The first contribution of this dissertation studies the impact of temporal and spatial traffic locality on the performance of commodity servers. Accordingly, we propose Reframer as a system that deliberately delays packets and reorders them to increase traffic locality. By deploying Reframer in front of a network function chain the system achieves up to 84% improvement in throughput and reduces the flow completion time of a web server by 11%.

The second contribution of this dissertation focuses on optimizing packet processing frameworks when deploying a chain of stateful network functions with various flow definitions. We identify three commonly practiced principles that are essential to achieve high performance. We propose FAJITA as a cache-friendly stateful packet processing framework that improves the performance of stateful network function service chains compared to existing state-of-the-art solutions, by at least 2.4× & 1.5× when using shared-nothing & shared architectures, respectively.
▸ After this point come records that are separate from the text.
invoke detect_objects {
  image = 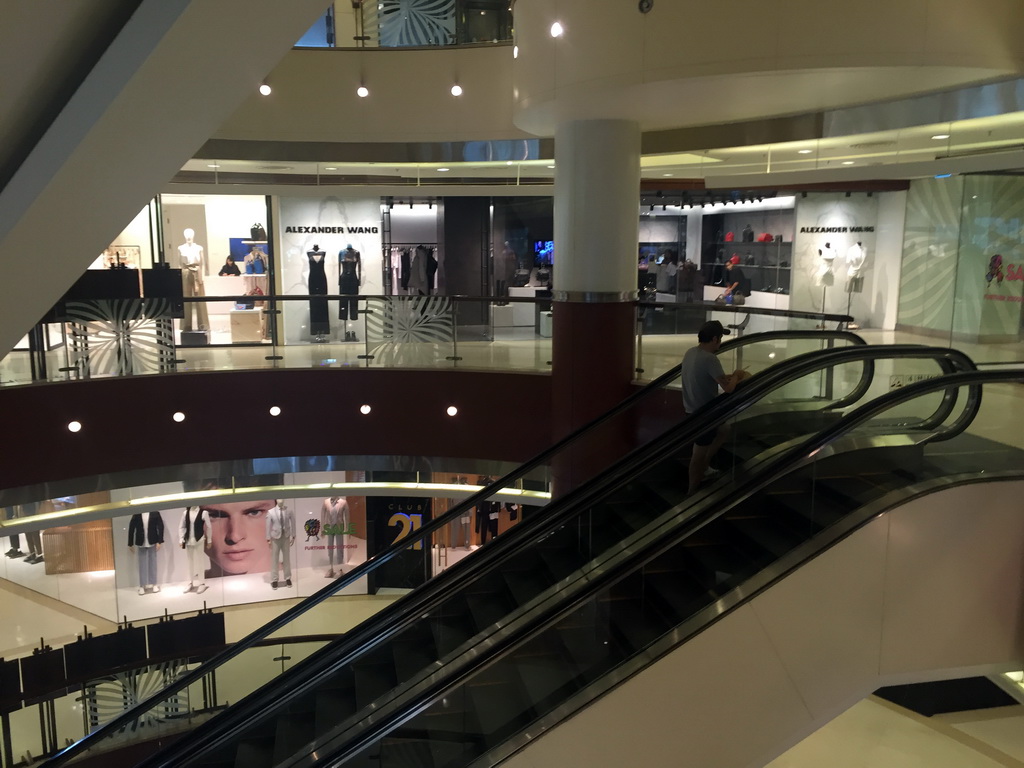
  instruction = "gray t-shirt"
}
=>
[681,347,725,414]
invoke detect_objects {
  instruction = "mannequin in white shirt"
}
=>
[266,500,295,589]
[178,229,210,331]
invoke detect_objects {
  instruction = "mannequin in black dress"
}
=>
[338,245,362,341]
[306,245,331,341]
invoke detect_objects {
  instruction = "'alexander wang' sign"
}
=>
[800,226,874,234]
[285,226,380,234]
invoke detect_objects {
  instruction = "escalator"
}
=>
[44,335,1021,766]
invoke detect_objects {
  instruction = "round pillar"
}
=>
[552,120,640,493]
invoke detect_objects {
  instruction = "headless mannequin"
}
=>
[306,245,331,341]
[338,245,362,341]
[266,501,295,589]
[178,507,210,595]
[178,229,210,331]
[321,496,348,579]
[128,512,164,595]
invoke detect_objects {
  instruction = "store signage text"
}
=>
[285,226,381,234]
[800,226,874,234]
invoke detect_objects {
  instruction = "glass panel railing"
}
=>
[54,346,983,765]
[331,370,1024,766]
[37,337,880,765]
[636,302,850,381]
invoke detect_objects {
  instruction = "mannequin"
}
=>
[409,246,427,296]
[321,496,348,579]
[128,512,164,595]
[306,245,331,341]
[495,241,516,296]
[178,229,210,331]
[338,244,362,341]
[846,240,867,330]
[178,507,210,595]
[266,500,295,589]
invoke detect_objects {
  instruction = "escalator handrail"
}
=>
[45,330,867,768]
[130,344,973,765]
[316,369,1024,761]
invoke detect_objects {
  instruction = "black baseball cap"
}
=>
[697,321,729,344]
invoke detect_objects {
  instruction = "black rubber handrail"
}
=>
[37,329,839,768]
[119,344,973,766]
[299,370,1024,764]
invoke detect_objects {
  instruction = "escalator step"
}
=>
[234,737,273,768]
[728,517,804,559]
[355,663,398,709]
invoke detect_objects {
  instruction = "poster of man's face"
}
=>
[202,499,276,578]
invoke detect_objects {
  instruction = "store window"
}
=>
[161,195,275,347]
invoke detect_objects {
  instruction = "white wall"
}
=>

The third contribution of this dissertation takes one step further in optimizing packet processing frameworks by automatically configuring RSS before deploying a stateful network function chain on a commodity server. We propose FlowMage, a system that leverages Large Language Models (LLMs) to perform code analysis and extract essential information from stateful network functions. FlowMage uses this data to find an efficient configuration of a network function chain while preserving the semantics of the NF chain. FlowMage achieves a significant performance improvement (up to 11×) in comparison to the default configuration of the system.